I’m now sharing this slot in Pig World with AHDB Pork’s technical veterinary team manager, Martin Smith, and, in essence, he will focus on health and I will continue to focus on the environment. However, as always, there will be noticeable crossover. Besides sharing a column, it turns out we have a few other things in common. We’ve both spent formative years with Brian Clough as a neighbour, and we also went to the same secondary school.
June was a month of positive change and modernisation, with our rebranding as AHDB Pork and the team entering into the world of video meetings. The video system so far seems straightforward to use and will hopefully make us more accessible to producers, as well as cutting down the need to travel, which will save time.
We can now pop up anywhere so, if you can face the prospect, we can talk face-to-face and share documents and photographs on screen. However, the downside is that the face of Jon Bullock, our communications officer, keeps popping up on the system!

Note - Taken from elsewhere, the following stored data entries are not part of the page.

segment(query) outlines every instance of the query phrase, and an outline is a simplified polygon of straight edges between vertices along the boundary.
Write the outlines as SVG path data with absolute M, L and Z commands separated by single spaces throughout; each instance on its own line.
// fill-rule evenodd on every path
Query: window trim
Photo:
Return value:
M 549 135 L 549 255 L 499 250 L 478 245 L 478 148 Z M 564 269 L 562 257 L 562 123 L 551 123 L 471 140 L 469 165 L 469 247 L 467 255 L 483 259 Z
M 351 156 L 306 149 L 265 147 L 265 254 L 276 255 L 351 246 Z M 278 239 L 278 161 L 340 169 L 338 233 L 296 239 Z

I keep mentioning the EID (IPPC) Bref document, the eurozone rule book for permitted farms. This has now moved on and the final draft has been released and consulted on.

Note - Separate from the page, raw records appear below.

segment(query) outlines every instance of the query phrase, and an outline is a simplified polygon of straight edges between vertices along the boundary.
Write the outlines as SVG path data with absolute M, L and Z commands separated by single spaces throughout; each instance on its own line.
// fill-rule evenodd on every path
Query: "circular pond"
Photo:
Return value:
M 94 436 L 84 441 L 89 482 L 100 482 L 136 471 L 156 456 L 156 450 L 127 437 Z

In the three weeks allowed, myself, Lizzie Wilson from the NPA, Alison Holdsworth from the Environment Agency and representatives from the poultry sector went through the 1,082 pages and submitted our comments.

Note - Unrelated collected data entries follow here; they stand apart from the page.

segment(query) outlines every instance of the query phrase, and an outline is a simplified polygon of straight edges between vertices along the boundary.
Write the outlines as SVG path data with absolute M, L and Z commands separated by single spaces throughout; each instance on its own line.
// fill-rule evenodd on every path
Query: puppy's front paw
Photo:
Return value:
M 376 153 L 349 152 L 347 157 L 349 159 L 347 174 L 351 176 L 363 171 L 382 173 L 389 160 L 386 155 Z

The work we did in October last year in Seville seems to have paid off, as agreed positions have made it through to the final document. However, we did still manage to submit 22 comments for the UK – still leading the league table.
Other member states offered none, or a handful of comments, but crucially we didn’t spot any showstoppers, and think that the document is one that can be worked with. The proposal for the whole pig production process to achieve an ammonia emission of X% below a baseline has now gone, but field muck heaps are still in. Next comes two rounds of voting, expected to start later this year.
On the planning and permitting side, we’re observing the progress of the planning application for a new wean-to-finish unit in Northern Ireland. The proposal on a greenfield site includes air cleaning, slatted floors with scrapers below and an AD plant. The applicants have prepared a very detailed and comprehensive set of documents to make their case.
I know from speaking to producers over there, that for a number of years they’ve felt that the only way they can develop sites going forward will be to clean the air, as there are just too many houses around. No one wants to be the first to scrub and set the precedent, however it’s a case of who and when, rather than never.